I was a bit surprised by that since libxml-ruby and Nokogiri use the libxml2 library as their parsing engine. Since the specific test cases almost exclusively tested parsing, the two extensions should have identical run times.
Since the times were different, then the obvious conclusion was that the two extensions were using different libxml2 APIs or using different settings. I suspected the second, but when investigating performance you never know beforehand.

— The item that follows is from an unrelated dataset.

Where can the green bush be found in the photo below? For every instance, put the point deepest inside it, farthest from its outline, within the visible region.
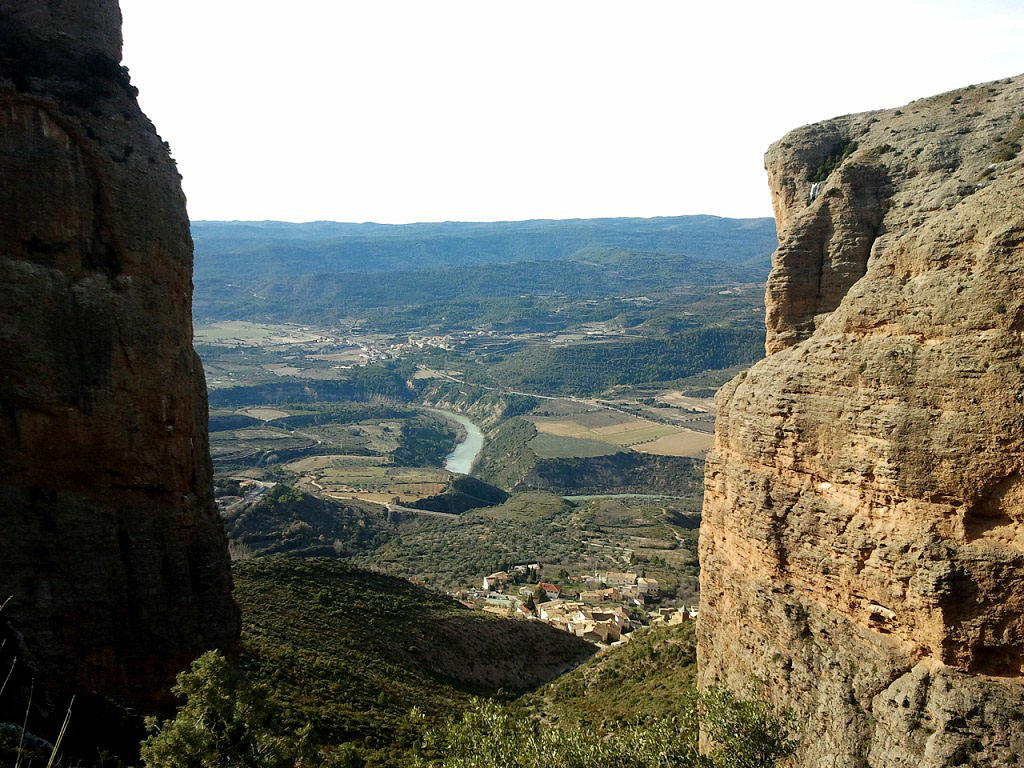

Not to bore everyone with the nitty-gritty details of using libxml2, but when looking into the first test, parsing an in-memory string, it didn’t look there was much difference in API calls.
For libxml-ruby:
xmlCreateMemoryParserCtxt xmlParseDocument
For Nokogiri:
xmlReadMemory -> xmlCreateMemoryParserCtxt -> xmlDoRead -> xmlParseDocument
So that didn’t solve the mystery.
The next possibility was xmlDoRead was modifying the libxml2 parser context. Now a libxml2 parser context is a beast of a thing – for those brave souls who want to take a peek, its defined in libxml2’s online documentation.
Working through the options one-by-one, I finally found the culprit, an obscure field in the structure:
int dictNames : Use dictionary names for the tree
What this setting controls is whether libxml2 uses a dictionary to cache strings it has previously parsed. Caching strings makes a big difference, so by default it should be enabled. That is now the case with libxml-ruby 1.1.3 and higher.
Rerunning the published benchmarks now shows libxml-ruby and Nokogiri to have equivalent performance. If you run the tests yourself, beware though. The order in which the extensions are tested changes the results. Whichever extension is tested first will always be faster, at least on my Fedora 10 box. I assume that’s because the first parser has more memory available to it when the test begins and therefore invokes Ruby’s garbage collector a few times less.